The Federal Reserve’s policy committee voted to hold its key interest rate steady Wednesday, as stubborn inflation and a resilient labor market in recent months have curbed the central bank’s appetite to lower borrowing costs.

As widely expected by financial markets, the Federal Open Market Committee held the fed funds rate at a range of 4.25% to 4.5% at its meeting Wednesday, ending a three-meeting streak of rate cuts. The fed funds rate, which influences borrowing costs on all kinds of loans, is now a full percentage point below the 20-year high where it had been held for more than a year to combat inflation. However, Fed officials still consider it “restrictive,” or high enough to discourage borrowing and spending, and a drag on the economy.

Fed officials cut rates late last year after economic data showed inflation was falling toward the central bank’s goal of a 2% annual rate. At the same time, the labor market was weakening and unemployment was rising. Both of those trends encouraged the Fed to cut rates to boost the economy and salvage the labor market, as the Fed pursued its “dual mandate” to use monetary policy to promote full employment and low inflation.

But since then, inflation has grown more stubborn. Fed officials have also shown concern about President Donald Trump’s proposed tariffs on foreign trade, which could push up consumer prices and stoke inflation depending on how they are implemented, in addition to the effects of other policies he has proposed including reducing federal regulations and deporting immigrants en masse. Meanwhile, unemployment has stabilized, reducing the urgency to cut rates.

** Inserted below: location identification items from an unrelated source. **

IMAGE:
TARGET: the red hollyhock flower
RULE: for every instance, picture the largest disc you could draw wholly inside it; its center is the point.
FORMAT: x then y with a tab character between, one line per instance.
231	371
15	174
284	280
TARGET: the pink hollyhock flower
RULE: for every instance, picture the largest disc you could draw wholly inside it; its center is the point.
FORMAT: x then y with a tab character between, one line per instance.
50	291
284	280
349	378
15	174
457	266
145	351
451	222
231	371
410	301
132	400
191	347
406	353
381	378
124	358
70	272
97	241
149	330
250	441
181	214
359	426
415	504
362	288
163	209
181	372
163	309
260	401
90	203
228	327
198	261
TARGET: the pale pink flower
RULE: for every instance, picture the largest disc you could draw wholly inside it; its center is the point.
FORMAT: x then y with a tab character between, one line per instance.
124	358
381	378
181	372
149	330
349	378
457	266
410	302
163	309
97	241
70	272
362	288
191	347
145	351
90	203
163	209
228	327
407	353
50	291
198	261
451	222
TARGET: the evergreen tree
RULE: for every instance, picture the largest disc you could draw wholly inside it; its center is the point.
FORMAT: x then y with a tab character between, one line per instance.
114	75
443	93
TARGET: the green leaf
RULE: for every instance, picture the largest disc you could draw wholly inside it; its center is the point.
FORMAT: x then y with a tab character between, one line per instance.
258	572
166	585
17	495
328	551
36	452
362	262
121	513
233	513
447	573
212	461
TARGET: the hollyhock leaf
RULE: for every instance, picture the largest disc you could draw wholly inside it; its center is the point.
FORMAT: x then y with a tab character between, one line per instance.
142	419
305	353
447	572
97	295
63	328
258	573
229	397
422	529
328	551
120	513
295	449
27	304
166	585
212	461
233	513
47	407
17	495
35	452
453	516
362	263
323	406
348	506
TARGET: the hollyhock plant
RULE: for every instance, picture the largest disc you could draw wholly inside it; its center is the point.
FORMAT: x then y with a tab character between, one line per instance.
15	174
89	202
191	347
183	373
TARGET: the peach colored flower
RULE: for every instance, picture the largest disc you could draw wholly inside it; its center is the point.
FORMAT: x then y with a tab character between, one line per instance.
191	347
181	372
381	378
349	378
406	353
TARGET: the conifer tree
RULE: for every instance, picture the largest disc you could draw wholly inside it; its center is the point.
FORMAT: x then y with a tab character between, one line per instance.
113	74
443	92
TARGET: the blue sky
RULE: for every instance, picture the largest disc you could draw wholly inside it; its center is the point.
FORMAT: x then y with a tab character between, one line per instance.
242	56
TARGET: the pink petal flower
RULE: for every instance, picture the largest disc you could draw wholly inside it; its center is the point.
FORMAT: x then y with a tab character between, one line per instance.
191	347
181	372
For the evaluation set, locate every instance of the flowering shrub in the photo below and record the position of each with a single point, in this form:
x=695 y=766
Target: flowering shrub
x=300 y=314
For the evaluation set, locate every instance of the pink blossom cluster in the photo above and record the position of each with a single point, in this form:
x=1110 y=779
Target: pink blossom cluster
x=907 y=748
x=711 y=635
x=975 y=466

“The committee is very much in the mode of waiting to see what policies are enacted. We don’t know what will happen with with tariffs, with immigration, with fiscal policy and with regulatory policy,” Federal Reserve Chair Jerome Powell said at a press conference following the rate announcement. “We need to let those policies be articulated before we can even begin to make a plausible assessment of what their implications for the economy will be.”

The official statement published Wednesday was similar to the one from its most recent meeting in December but removed references to the unemployment rate having risen and inflation having made progress toward the Fed’s goal.

“The unemployment rate has stabilized at a low level in recent months, and labor market conditions remain solid,” the committee said in a statement. “Inflation remains somewhat elevated.”